Of course, the pay is excellent along with retirement and benefits. However, this drawback is something to really consider if time with your family is very important to you or you simply don't think such long hours are worth it. Smaller railroads, like short lines and regionals, offer better and more normal working hours although the pay is not quite the same. Also, for college students interested in management positions many Class Is offer graduate or internship summer programs to get your foot in the door.
Appanoose County Community Railroad: This short line began service in 1983 and currently operates 35 miles between Centerville and Albia. Address: 1303 South 21st Street, Centerville, Iowa, 52544.
Burlington Junction Railway: This small terminal-like railroad operates four, very short disconnected lines in Iowa, Missouri, and Illinois. It began operations in 1985 and its handles about 3,000 carloads annually. To contact the company about job openings please visit their website.
Cedar Rapids & Iowa City Railway: What became known as the "The CRANDIC Route" and dates back to 1904 became a successful freight line following discontinuance of all passenger service in 1953. Today, it operates 60 miles between its own property and former Milwaukee Road and Rock Island trackage. Please visit the company's website regarding job openings.
D&I Railroad: Also known as the Dakota & Iowa Railroad this system is owned by L.G. Everist, Inc. The short line operates between Sioux City, Iowa and Dell Rapids, South Dakota with a branch to Beresford, South Dakota. This totals 138 miles. To learn more about job openings please visit the D&I's official website.

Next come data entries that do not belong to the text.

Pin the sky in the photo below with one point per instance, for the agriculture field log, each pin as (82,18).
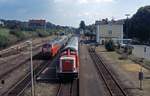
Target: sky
(69,12)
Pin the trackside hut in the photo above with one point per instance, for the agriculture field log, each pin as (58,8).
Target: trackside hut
(106,30)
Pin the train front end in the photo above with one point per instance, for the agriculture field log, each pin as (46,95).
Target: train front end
(68,66)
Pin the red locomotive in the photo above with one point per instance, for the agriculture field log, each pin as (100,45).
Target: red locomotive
(52,48)
(68,66)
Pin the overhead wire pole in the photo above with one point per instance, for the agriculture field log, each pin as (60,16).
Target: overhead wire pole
(127,15)
(31,68)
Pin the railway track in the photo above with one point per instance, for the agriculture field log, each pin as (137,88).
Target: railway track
(68,88)
(19,88)
(112,85)
(14,66)
(16,49)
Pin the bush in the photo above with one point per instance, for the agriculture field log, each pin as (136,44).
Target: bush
(109,45)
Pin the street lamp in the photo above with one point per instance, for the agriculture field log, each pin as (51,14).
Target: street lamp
(31,66)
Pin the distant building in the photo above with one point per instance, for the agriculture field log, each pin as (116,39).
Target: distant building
(1,23)
(106,30)
(37,24)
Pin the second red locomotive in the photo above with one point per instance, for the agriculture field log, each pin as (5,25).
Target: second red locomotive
(51,48)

Iowa Interstate Railroad: This successful Class II regional operates a 375-mile section of the Rock Island's former Chicago-Council Bluffs main line. What started out handling only a few thousand carloads annually has turned into a profitable company that now boasts more than 110,000 carloads of freight each year. For information regarding employment please visit the company's website.
Iowa Northern Railway: The Iowa Northern operates the former Rock Island between Manly and Cedar Rapids, 163 miles as well as the ex-Chicago Great Western between Cedar Falls and Oelwein with another disconnected branch running between Forest City and Belmond. Please visit the company's website for contact and job information.
Iowa Traction Railway: The last interurban in the country which still serves freight customers, the Iowa Traction dates back to the late 19th century when it was then known by a different name. Today the railroad continues to operate the original route between Emery and Clear Lake Junction running 10.4 miles. It is now a Progressive Rail subsidiary, which can be contacted regarding job openings.
Keokuk Junction Railway: This short line began in the early 1980s by acquiring just 4 miles of the Rock Island's former yard in Keokuk, Iowa to provide switching and terminal services. Since then it has steadily grown into a 126 mile system. The railroad also has trackage rights to Fort Madison, Iowa where interchanges with UP. In 1996 it was acquired by Pioneer Railcorp and features a traffic base of freight that is highly diversified. To learn about potential job openings with the company please visit its web page regarding contact information.